Thus, the new period of integration into the Greek state started for the Jews. The first post-liberation decade which was marked by national tribulations such as political divisions, the great fire of August 1917, and the Asia Minor catastrophe, will close with the massive influx of ethnic Greek refugees from Turkey. The fire of 1917 was a particularly severe blow, from which the Community was never able to fully recover : 53,737 Jews were rendered homeless, and many buildings were destroyed, including the Community administrative offices, those of the Chief Rabbinate and of various welfare institutions, as well as thirty synagogues, the school of the Alliance Israelite, and ten more schools.
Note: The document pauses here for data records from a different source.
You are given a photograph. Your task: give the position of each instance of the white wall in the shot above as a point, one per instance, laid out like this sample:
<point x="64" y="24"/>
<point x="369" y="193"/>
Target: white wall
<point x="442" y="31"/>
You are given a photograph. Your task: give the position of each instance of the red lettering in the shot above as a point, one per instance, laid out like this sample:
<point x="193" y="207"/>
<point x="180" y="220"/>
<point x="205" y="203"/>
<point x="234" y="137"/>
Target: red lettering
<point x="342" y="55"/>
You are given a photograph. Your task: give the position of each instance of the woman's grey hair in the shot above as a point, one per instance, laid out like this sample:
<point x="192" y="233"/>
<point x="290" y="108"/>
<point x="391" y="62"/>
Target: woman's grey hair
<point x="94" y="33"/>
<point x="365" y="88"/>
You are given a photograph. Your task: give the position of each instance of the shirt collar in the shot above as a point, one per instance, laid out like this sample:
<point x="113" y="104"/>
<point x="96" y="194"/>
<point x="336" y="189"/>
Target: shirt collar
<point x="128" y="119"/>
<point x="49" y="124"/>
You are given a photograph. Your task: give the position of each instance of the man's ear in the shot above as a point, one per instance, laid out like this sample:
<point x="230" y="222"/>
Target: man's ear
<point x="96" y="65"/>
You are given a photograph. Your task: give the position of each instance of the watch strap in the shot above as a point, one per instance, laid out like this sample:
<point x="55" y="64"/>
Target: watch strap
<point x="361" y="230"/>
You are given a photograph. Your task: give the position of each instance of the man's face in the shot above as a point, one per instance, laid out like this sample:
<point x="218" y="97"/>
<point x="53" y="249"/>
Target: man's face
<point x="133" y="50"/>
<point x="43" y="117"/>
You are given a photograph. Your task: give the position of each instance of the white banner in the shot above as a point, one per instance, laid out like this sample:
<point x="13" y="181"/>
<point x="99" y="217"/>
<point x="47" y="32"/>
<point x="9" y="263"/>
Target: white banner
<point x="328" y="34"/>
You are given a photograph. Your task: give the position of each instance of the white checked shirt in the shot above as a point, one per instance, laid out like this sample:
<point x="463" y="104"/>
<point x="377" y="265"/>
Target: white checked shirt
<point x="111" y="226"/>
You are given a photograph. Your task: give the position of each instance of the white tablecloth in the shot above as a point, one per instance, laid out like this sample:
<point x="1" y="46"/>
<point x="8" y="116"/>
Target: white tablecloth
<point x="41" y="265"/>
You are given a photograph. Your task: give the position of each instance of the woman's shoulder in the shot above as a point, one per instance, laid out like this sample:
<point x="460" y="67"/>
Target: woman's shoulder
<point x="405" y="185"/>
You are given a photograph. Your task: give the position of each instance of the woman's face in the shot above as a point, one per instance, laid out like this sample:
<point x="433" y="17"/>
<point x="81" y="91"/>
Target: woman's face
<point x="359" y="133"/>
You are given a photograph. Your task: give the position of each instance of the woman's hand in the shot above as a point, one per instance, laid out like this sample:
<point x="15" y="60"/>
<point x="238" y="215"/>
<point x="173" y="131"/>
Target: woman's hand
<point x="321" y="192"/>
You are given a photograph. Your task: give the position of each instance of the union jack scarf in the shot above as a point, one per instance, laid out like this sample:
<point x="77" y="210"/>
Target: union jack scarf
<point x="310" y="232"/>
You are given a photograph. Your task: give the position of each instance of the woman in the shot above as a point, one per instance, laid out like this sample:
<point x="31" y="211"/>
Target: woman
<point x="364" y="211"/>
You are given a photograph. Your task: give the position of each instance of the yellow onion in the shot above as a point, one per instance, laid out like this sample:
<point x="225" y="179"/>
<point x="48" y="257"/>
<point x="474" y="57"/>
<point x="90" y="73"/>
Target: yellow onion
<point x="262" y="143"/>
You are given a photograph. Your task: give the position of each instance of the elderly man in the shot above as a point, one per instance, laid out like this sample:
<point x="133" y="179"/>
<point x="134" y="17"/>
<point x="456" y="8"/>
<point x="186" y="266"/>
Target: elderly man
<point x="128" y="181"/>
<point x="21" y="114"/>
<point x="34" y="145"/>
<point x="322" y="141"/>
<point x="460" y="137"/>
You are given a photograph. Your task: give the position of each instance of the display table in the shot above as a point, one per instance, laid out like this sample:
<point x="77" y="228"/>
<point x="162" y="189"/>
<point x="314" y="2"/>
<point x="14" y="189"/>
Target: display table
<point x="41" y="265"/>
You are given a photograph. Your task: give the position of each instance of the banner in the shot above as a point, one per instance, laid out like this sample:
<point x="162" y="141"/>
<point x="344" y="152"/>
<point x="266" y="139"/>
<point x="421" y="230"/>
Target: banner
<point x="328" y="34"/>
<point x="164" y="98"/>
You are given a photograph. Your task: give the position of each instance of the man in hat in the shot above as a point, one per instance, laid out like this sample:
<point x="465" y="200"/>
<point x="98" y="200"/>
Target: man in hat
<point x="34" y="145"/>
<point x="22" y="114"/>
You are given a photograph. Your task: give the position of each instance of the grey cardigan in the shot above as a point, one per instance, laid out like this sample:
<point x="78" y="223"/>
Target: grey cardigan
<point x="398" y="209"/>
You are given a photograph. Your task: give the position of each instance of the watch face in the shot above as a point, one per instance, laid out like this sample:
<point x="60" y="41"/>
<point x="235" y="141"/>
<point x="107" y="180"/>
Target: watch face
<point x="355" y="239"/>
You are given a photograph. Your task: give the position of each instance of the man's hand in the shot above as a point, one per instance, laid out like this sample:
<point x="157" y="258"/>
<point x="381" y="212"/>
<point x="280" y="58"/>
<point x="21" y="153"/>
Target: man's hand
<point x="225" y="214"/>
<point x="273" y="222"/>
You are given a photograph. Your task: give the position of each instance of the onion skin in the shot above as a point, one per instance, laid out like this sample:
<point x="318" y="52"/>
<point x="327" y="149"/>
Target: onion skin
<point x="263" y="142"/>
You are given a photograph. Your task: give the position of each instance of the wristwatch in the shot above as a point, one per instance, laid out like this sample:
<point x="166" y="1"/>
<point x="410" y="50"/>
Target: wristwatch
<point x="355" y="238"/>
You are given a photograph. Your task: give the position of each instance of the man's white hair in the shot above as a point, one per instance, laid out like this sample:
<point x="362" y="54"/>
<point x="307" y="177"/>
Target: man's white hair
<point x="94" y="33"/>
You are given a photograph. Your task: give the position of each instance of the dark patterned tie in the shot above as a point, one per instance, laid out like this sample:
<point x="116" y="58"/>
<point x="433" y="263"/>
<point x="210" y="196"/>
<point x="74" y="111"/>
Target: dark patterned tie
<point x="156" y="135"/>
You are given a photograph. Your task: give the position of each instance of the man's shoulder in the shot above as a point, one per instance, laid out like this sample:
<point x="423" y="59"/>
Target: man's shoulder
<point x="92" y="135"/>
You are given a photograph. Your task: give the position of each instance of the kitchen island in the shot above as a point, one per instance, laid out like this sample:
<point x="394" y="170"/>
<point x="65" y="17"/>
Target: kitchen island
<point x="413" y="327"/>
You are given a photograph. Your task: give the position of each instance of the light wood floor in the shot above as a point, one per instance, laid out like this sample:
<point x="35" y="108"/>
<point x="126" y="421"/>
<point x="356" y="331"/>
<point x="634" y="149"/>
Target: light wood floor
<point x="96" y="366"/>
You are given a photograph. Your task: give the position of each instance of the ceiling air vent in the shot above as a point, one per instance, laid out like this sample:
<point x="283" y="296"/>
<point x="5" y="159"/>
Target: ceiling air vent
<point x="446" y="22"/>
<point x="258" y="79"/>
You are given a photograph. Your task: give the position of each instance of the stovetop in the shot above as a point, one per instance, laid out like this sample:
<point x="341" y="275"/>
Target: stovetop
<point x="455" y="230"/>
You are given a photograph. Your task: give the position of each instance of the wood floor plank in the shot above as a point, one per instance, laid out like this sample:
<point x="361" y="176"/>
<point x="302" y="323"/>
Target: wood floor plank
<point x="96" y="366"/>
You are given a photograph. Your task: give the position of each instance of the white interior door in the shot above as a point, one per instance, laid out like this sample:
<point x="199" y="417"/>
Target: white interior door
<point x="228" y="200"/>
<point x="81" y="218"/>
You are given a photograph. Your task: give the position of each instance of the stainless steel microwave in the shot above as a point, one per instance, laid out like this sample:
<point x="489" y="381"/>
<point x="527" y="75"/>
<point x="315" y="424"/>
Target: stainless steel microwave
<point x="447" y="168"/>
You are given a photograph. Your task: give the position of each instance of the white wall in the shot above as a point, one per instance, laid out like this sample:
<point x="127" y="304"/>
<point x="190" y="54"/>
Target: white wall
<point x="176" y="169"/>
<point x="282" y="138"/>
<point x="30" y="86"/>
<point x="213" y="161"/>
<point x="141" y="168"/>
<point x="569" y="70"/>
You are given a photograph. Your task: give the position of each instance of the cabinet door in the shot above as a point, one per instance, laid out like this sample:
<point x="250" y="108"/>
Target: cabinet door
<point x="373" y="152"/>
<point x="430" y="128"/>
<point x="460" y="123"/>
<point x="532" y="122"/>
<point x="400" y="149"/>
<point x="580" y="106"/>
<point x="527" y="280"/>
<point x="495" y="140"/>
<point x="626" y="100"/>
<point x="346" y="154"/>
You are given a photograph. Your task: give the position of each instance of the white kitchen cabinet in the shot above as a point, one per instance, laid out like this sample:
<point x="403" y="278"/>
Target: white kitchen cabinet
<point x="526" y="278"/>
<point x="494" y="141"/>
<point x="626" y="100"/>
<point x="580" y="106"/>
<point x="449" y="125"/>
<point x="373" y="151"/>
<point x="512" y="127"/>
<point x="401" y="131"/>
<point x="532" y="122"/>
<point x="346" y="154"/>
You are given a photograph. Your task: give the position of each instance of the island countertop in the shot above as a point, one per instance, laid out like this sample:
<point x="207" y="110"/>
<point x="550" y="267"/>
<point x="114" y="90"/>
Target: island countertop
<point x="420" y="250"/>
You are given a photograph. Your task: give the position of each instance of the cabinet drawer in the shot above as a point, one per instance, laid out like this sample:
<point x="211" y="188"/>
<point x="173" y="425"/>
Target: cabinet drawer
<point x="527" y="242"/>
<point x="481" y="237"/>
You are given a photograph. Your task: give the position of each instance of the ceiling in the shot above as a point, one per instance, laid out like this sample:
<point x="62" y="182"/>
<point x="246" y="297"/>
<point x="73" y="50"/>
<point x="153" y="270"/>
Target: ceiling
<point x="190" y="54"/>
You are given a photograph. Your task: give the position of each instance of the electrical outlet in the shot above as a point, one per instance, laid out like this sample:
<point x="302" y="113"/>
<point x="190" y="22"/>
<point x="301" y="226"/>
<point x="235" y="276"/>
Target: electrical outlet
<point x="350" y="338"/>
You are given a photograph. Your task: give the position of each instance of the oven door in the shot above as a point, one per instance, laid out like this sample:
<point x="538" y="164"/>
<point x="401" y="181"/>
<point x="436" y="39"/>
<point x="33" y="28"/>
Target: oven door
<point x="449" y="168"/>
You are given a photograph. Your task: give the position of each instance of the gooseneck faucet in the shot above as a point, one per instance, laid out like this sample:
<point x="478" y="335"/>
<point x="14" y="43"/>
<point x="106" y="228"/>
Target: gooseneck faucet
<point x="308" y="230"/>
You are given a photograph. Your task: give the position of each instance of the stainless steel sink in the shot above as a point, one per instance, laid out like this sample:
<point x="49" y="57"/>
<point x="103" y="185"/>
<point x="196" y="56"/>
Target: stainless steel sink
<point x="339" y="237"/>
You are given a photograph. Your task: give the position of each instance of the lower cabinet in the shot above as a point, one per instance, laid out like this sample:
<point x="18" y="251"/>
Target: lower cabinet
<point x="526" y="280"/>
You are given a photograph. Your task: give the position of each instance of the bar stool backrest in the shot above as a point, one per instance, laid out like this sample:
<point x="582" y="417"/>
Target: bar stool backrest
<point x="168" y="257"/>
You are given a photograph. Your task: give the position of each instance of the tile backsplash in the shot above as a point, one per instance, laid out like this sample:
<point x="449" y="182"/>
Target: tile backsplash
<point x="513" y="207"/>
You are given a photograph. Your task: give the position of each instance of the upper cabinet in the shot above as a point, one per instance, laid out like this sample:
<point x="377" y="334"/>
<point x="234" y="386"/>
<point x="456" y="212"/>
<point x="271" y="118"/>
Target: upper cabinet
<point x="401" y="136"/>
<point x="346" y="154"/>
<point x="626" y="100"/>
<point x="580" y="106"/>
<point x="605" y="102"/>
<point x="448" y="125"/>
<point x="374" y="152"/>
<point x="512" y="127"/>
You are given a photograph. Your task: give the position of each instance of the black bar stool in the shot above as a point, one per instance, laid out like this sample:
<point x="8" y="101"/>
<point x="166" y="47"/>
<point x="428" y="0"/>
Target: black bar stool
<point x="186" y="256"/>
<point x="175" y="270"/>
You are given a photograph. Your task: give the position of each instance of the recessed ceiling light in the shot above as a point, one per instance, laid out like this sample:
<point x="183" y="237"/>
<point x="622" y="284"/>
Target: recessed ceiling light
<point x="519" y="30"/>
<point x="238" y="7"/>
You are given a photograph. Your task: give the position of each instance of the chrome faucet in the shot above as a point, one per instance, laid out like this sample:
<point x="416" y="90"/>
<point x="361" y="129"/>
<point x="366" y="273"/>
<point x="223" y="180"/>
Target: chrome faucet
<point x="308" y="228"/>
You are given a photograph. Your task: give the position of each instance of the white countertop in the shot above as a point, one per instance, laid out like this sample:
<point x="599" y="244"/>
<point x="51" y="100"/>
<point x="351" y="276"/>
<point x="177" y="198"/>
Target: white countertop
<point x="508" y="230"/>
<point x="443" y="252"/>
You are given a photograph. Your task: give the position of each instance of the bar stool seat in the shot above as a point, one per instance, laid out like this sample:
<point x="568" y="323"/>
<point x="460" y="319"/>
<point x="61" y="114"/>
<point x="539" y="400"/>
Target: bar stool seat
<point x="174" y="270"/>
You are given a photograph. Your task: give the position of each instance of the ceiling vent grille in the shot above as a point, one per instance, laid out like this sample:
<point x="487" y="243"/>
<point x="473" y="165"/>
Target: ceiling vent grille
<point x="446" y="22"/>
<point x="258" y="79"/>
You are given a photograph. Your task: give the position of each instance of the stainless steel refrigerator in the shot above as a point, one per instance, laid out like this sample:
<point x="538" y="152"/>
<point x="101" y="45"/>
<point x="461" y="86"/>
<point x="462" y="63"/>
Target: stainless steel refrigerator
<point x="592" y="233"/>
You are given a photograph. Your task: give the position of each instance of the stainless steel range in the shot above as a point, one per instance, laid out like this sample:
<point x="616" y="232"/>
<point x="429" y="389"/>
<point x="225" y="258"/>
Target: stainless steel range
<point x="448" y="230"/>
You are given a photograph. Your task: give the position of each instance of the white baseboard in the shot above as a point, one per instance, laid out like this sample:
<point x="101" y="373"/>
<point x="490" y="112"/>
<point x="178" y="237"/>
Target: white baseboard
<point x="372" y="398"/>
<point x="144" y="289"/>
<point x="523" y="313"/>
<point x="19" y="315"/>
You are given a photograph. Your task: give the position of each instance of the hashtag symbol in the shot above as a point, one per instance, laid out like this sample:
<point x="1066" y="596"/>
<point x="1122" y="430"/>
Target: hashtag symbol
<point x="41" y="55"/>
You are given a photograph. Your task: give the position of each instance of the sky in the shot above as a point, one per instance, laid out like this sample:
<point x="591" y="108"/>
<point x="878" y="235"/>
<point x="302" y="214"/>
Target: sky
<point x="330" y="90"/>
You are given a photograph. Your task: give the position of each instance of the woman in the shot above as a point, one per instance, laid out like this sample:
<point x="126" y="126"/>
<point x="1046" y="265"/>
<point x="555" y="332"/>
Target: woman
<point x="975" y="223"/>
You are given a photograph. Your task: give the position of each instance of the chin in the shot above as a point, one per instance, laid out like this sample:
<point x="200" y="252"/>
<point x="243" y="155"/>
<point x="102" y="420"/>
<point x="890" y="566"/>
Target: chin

As a consequence, many Jews were forced to emigrate during the inter-war period, especially after the regrettable incident of the Campbell neighborhood arson, by ultra-right extremist elements (1931). A large proportion of them settled in Palestine. Nevertheless, the Community will number more than 50,000 souls on the eve of World War II. The Jews of Thessaloniki live in harmony, side by side, with their non-Jewish compatriots and fulfill their duty towards the Greek motherland during the 1940-41 war: 12,898 Jews served in the armed forces (343 officers among them). Their losses mount to 513 dead and 3,743 wounded. The occupation of Greece by the Axis forces will mark the beginning of the end.
The Holocaust
The Germans enter Thessaloniki on April 9, 1941. A few days later Jews are banned from cafes, pastry shops etc. The Germans imprison the members of the Community Council, order the Jews to turn in their radio sets, occupy the Hirsch hospital, as well as many Jewish-owned houses, and loot the Community offices and the richest Jewish libraries.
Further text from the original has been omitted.